Candy, nibbling her pinkie fingernail, began to pace. Fireplace to breakfront. Breakfront to fireplace. “You know my family history, Jake. I vowed a long time ago to never be a mom. Do you know what you’re asking?”

She paused just long enough to see him nod.

Fireplace to breakfront. “I mean, if I say no, that pretty much makes me the most heartless soul alive. Yet if I say yes, all my promises to myself…my plans…You don’t know what it’s been like for me since losing Grandpa. This is a small town. I’m surrounded by people who love me, yet I feel lost, like there’s something missing inside of me I haven’t been able to find. This trip, it means everything to me, Jake. It’s about reclaiming my soul.”

“So why can’t you reschedule?”

“It’s not that easy. The tour’s being led by a top writer from National Geographic. I applied for the honor of being in her party almost a year ago. All the documentation on the sale of Candy Kisses has been finalized. I mean, my life is like the space shuttle, ready to blast off.”

His expression dark, Jake stood. “So your answer is no. That’s all you had to say. I understand.”

“No. I mean, no, wait. That isn’t my answer. I just need time to think. You showing up, throwing me this curve ball, it’s all too much.”

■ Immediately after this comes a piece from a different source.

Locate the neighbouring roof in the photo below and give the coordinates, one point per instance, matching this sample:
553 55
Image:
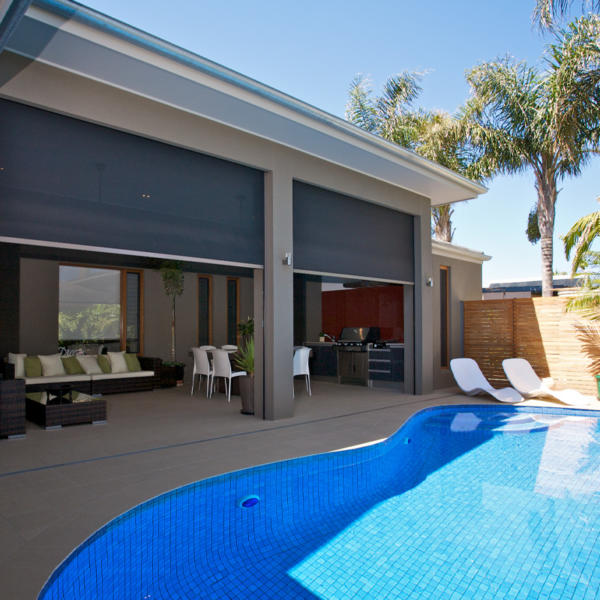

“I’m sorry, Candy. If I could, I’d give you all the time in the world. Jeez, if it were up to me, I wouldn’t even be here. I’d just as soon tie the knot again as I would leap off a cliff.”

“Thanks. Glad to know how much you enjoy my company.”

“You know what I mean. It’s not like getting married was my idea. Anyway, bottom line, I can give you a week, but that’s it. If I’m not back in Florida by then, who knows what this Elizabeth Mannford may do. I wouldn’t put it past her to charge me with kidnapping.”

“Okay, then,” Candy said, fingering long strands of her hair. “A week it is. I’ll give you my answer Saturday night at the reunion.”

FROM WHERE SHE SAT cross-legged on Candy’s sofa, Kelly snagged a piece of sausage-and-mushroom pizza, brought it to her lips and groaned. “Five delicious pounds in the smell alone.”

Candy summoned a weak smile. “Thanks for coming over. Jake left so suddenly, I was at a loss as to what to do next.”

“Candy,” Kelly said, slapping her friend lightly on the back. “You called the right person, because faced with an entire pizza, believe me, I know just what to do.”